Residual = Data - Fit; $e_i = y_i - \hat{y}_{i}$

The residual is positive (negative) if the data is above (below) the regression line.

From the right graph on the above right:

$\%$ living in poverty in DC is 5.44% more than predicted.

$\%$ living in poverty in RI is 4.16% less than predicted.

Residuals

Example. For the scatter plot below, the linear fit is given by $\hat{y} = 41 + 0.59x$, compute the residual of the observation (77.0, 85.3).

Solution

x= 77, $\hat{y}= 41 + 0.59 \times 77 = 86.43$

Residual: $e= y-\hat{y}= 85.3 - 86.43 =-1.13$

(One step: $e= y-\hat{y} = 85.3 -(41+0.59 \times 77))$

Practice: compute the residual of the observations

+(85.0, 98.6),
∆ (95.5, 94)

Check answers:

7.45 (for +)
−3.3 (for ∆)

Scatter Plot and Residual plot

Example. (compare plots)

Correlation - Use Letter R(r)

It describes the strength of the linear association between two variables.
It takes values between -1 (perfect negative) and +1 (perfect positive).
A value of 0 indicates no linear association.
Correlation is unit less, that is, it does not change the value for different measurement units. For $n$ pairs of observations $(x_1,y_1, (x_2,y_2),...,(x_n,y_n))$ is given by formula

\[R= \frac{1}{n-1}\sum_{i=1}^{n} \frac{(x_i -\bar{x})(y_i - \bar{y})}{S_x S_y}\] Where $\bar{x}$, $\bar{y}$, and $s_x$,$s_y$ are means and standard deviations for each variables.

The quantity $R^2$ is called the coefficient of determination,it is the proportion of the variation in the response variable that is predictable from the explanatory variable(s). Generally, a higher coefficient $R^2$ indicates a better fit for the model.

Example : $R^2$ = 0.60, 60% of data is predictable by the regression model.

Estimating correlation using R

In the following R code, we use the cor() command to calculate the Pearson correlation coefficient (R) between the % HS Grad and % Poverty in the states.
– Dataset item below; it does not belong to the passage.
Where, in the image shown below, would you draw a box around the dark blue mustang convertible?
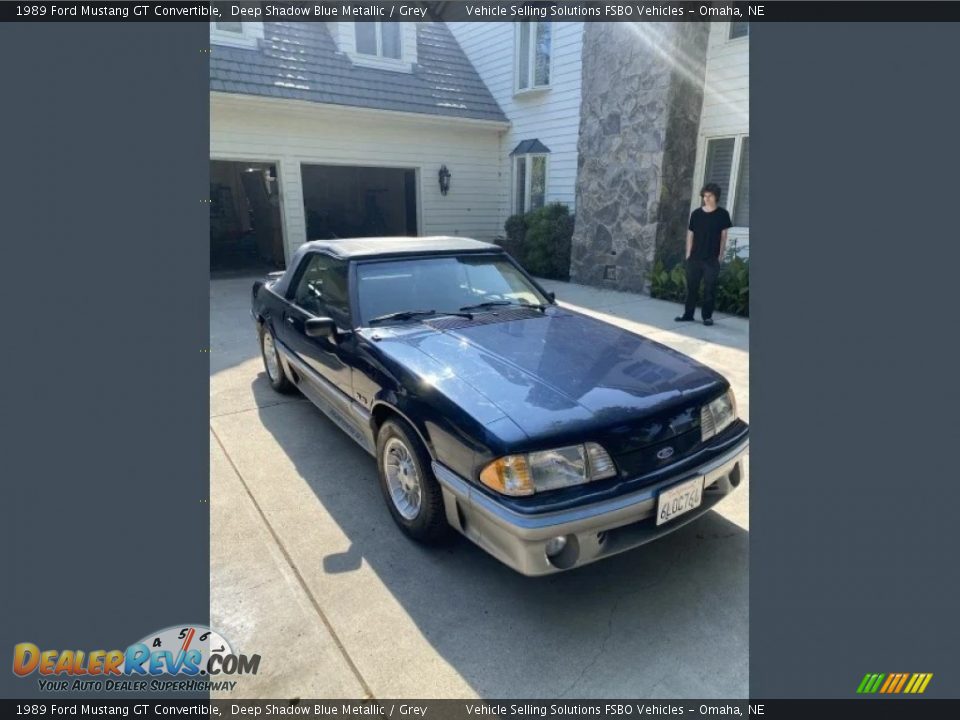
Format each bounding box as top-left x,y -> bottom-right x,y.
253,237 -> 748,575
Note that the coefficient of determination is obtained by squaring R.

Poverty = c(14.6, 8.3, 13.3, 18.0, 12.8,  9.4,  7.8,  8.1, 16.8, 12.1, 12.1, 10.6,
       11.8, 11.2,  8.7 , 8.3,  9.4, 13.1, 17.0, 11.3,  7.3,  9.6, 10.3,6.5, 17.6,
       9.6, 13.7,  9.5, 8.3,  5.6,  7.8, 17.8, 14.0, 13.1, 11.9, 10.1, 14.7,
       11.2 ,9.2 ,10.3,13.5, 10.2 ,14.2, 15.3, 9.3,  9.9,8.7 ,10.8, 16.0,  8.6 , 9.5)

Graduates = c(79.9,90.6 ,83.8, 80.9, 81.1,88.7, 87.5, 88.7, 86.0, 84.7,85.1,88.5, 88.2,
      85.9, 86.4, 89.7, 88.6, 82.8, 79.8,86.6, 87.6,87.1,87.6,91.6,
      81.2, 88.3,90.1, 90.8, 85.6, 92.1, 86.2, 81.7, 84.2, 81.4, 89.7, 87.2, 85.7,
      86.9, 86.0, 81.0, 80.8 ,88.7 ,81.0 ,77.2, 89.4, 88.9,87.8 ,89.1, 78.7,88.6, 90.9)

##Correlation Coefficient
R = cor(Graduates, Poverty, method = "pearson")
R
## Coefficient of Determination R2
R2 = R^2
R2

Visualizing correlation

Remember −1 ≤𝑅≤ 1
If 𝑅 is near 1, it means strong positive linear association
If 𝑅 is near −1, it means strong negative linear association
Some sample scatter plots and their correlations

Guessing the Correlation

Which of the following is the best guess for the correlation between percent in poverty and percent HS grad?

0.6
-0.75
-0.1
0.02
-1.5

-0.75

Guessing the correlation

Which of the following is the best guess for the correlation between percent in poverty and percent female householder?

0.1
-0.6
-0.4
0.9
0.5

0.5

Weak/Moderate/ Strong correlation

Weak Positive Correlation: $R$ is between 0.1 and 0.3 means that the existing relationship is weak.
Moderate Positive Correlation: $R$ is between 0.3 and 0.7 means that the relationship is moderate.
Strong Positive Correlation: $R$ is between 0.7 and 0.9 means that the relationship is strong.

Different standard:

Assessing the correlation (end of 8.1)

Which of the following is has the strongest correlation, i.e. correlation coefficient closest to +1 or -1?

(b) → correlation measures the strength of linear association
The correlation is intended to quantify the strength of a linear trend.
For nonlinear trends, correlations may not reflect the strength of the relationship.

The plots below show strong nonlinear association but weak correlation.